Re: [PATCH v3 2/5] util: introduce threaded workqueue

"Dr. David Alan Gilbert" <dgilbert@xxxxxxxxxx> · Fri, 23 Nov 2018 11:02:40 +0000

* guangrong.xiao@xxxxxxxxx (guangrong.xiao@xxxxxxxxx) wrote:
> From: Xiao Guangrong <xiaoguangrong@xxxxxxxxxxx>
> 
> This modules implements the lockless and efficient threaded workqueue.
> 
> Three abstracted objects are used in this module:
> - Request.
>      It not only contains the data that the workqueue fetches out
>     to finish the request but also offers the space to save the result
>     after the workqueue handles the request.
> 
>     It's flowed between user and workqueue. The user fills the request
>     data into it when it is owned by user.

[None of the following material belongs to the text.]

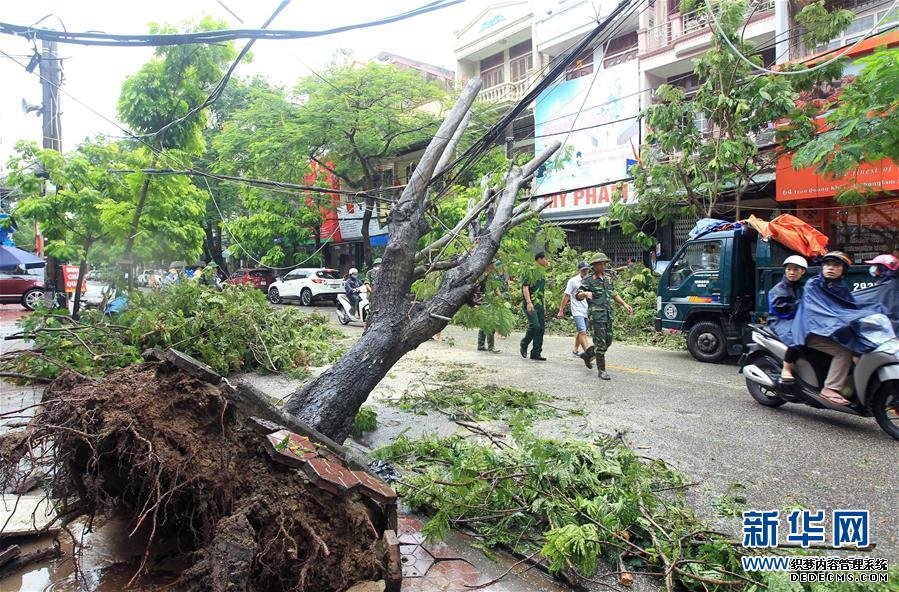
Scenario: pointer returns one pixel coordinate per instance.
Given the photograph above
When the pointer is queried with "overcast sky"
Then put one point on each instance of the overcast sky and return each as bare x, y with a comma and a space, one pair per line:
94, 75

After it is submitted to the
>     workqueue, the workqueue fetched data out and save the result into
>     it after the request is handled.
> 
>     All the requests are pre-allocated and carefully partitioned between
>     threads so there is no contention on the request, that make threads
>     be parallel as much as possible.
> 
> - User, i.e, the submitter
>     It's the one fills the request and submits it to the workqueue,
>     the result will be collected after it is handled by the work queue.
> 
>     The user can consecutively submit requests without waiting the previous
>     requests been handled.
>     It only supports one submitter, you should do serial submission by
>     yourself if you want more, e.g, use lock on you side.
> 
> - Workqueue, i.e, thread
>     Each workqueue is represented by a running thread that fetches
>     the request submitted by the user, do the specified work and save
>     the result to the request.
> 
> Signed-off-by: Xiao Guangrong <xiaoguangrong@xxxxxxxxxxx>
> ---
>  include/qemu/threaded-workqueue.h | 106 +++++++++
>  util/Makefile.objs                |   1 +
>  util/threaded-workqueue.c         | 463 ++++++++++++++++++++++++++++++++++++++
>  3 files changed, 570 insertions(+)
>  create mode 100644 include/qemu/threaded-workqueue.h
>  create mode 100644 util/threaded-workqueue.c
> 
> diff --git a/include/qemu/threaded-workqueue.h b/include/qemu/threaded-workqueue.h
> new file mode 100644
> index 0000000000..e0ede496d0
> --- /dev/null
> +++ b/include/qemu/threaded-workqueue.h
> @@ -0,0 +1,106 @@
> +/*
> + * Lockless and Efficient Threaded Workqueue Abstraction
> + *
> + * Author:
> + *   Xiao Guangrong <xiaoguangrong@xxxxxxxxxxx>
> + *
> + * Copyright(C) 2018 Tencent Corporation.
> + *
> + * This work is licensed under the terms of the GNU LGPL, version 2.1 or later.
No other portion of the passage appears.